Will The New Credit Card Law Be Helpful Or Be A Burden?
Posted in Uncategorized on 03/09/2010 02:18 pm by nikiProtecting consumers was the core focus on creating and implementing the new credit card law. Though advocates for consumer rights are still seeking for much more protective regulations and say that the new law is insufficient or might even bring about more burden to people who seek to get credit cards or people who are already credit card holders.
Presently, borrowers who are considered “risky” suffer the most because of the high interest rates and fees being slapped on them. Lenders reasons for doing this is that risky customers are the ones who have a higher probability to default on their loans at an earlier stage and raising their interest rates and fees are their tactic to get the most out of their customer. Several restrictions against this type of practice are also incorporated in the new law but there are also some resurrected regulations that could be taken advantage.
Ten years ago, annual fees on credit cards were removed but it’s now making its way back to people’s credit card statements. Even if a number of credit companies already included annual fees on their customers’ credit card statements, all credit card holders will now have to deal with annual fees.
Further added fees are also created by some credit card issuers.

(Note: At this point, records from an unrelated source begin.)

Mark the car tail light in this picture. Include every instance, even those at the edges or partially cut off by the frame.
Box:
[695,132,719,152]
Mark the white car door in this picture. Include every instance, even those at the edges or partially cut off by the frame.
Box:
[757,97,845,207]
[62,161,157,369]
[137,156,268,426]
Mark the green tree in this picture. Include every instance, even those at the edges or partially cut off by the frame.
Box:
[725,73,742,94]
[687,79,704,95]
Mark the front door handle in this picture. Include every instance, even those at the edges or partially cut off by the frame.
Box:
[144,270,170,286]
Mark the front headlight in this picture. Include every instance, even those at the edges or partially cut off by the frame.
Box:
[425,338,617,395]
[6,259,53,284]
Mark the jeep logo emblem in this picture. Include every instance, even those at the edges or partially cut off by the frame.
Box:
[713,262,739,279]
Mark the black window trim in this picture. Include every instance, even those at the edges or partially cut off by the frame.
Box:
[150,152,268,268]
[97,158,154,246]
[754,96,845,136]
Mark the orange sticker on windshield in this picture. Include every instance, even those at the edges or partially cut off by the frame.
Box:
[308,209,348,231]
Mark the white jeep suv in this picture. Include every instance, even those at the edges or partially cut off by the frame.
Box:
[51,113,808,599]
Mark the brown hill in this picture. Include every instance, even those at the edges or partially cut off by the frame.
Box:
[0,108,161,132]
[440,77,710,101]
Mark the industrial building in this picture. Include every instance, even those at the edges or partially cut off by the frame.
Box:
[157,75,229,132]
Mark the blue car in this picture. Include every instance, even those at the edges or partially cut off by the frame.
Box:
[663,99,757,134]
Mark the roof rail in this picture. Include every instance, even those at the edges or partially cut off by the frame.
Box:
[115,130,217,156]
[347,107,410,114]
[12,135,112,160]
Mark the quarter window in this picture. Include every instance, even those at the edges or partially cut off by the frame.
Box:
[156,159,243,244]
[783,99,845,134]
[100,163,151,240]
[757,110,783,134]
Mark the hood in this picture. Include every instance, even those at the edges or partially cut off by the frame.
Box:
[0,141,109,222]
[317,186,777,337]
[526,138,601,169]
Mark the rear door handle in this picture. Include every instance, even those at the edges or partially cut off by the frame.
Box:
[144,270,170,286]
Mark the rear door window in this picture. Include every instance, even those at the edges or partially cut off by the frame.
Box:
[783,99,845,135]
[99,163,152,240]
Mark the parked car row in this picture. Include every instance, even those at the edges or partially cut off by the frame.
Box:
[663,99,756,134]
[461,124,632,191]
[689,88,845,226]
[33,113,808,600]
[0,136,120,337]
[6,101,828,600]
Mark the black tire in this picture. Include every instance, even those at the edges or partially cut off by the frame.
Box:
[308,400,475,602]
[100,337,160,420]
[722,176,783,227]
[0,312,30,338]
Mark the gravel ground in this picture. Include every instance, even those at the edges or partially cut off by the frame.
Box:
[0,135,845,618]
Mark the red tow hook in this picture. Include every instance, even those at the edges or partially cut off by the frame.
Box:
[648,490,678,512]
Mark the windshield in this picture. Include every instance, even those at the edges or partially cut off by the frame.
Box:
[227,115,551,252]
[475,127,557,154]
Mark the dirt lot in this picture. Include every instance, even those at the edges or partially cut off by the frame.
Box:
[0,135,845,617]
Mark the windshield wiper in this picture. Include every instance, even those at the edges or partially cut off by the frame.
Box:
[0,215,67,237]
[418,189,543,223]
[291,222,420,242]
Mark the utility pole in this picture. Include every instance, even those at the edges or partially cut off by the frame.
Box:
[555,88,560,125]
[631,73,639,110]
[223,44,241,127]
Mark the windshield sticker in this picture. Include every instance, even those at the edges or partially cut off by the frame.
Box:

Inactivity fee is one which can amount up to $20 usually given to those who had stopped using their credit card for six months. Another one is known as processing fee where for every paper statement processed, $1 is charged to the customer.
Existing fees were also raised and one of them is the balance transfer fee. From 3 percent to 5 percent, one particular financial institution, JPMorgan Chase, will now charge customers who wants to lower their rates by transferring their current balance from another bank or financial institution. Customers who want to do balance transfers would have to pay for it since doing the balance themselves would mean that they have to close the existing one which the new provider will not accept.
Last year’s interest rate amounted to 10.7 percent. Now, interest rate for new credit cards is at 13.6 percent. Base rates is also expected to be increased soon and this would be a concrete legitimate basis for lenders to raise variable interest rates as well.
Credit card holders may also have a hard time to obtain and maintain their credit cards. Nowadays, lenders granting credit cards has become more stricter and are doing all sorts of measure to reduce risks. Because of the economic slump, not only did banks tighten the way they grant credit, but they also devised lots of schemes to get more revenue from their credit cards.
Credit limits were also cut for millions of people. An estimated available credit amounting to $1 trillion is said to have been eliminated by doing this. The most cuts on credit limits that occurred in California and Florida due to the high unemployment rate and housing crisis.
People should also not be surprised if they are not receiving credit card solicitation in their mail anymore. Compared to year 2000 up to 2008 which had an average of 2.3 billion solicitations, only a quarter of this figure have been recorded in 2009.
A few restrictions have been added to the new credit card law as well and a large amount banks will surely discover some ways to get around it. This is an additional factor why banks will be more reluctant to issue credit cards especially to those who have low credit ratings and low FICO scores. A good credit rating will be the only full-proof method for someone to be approved a credit card.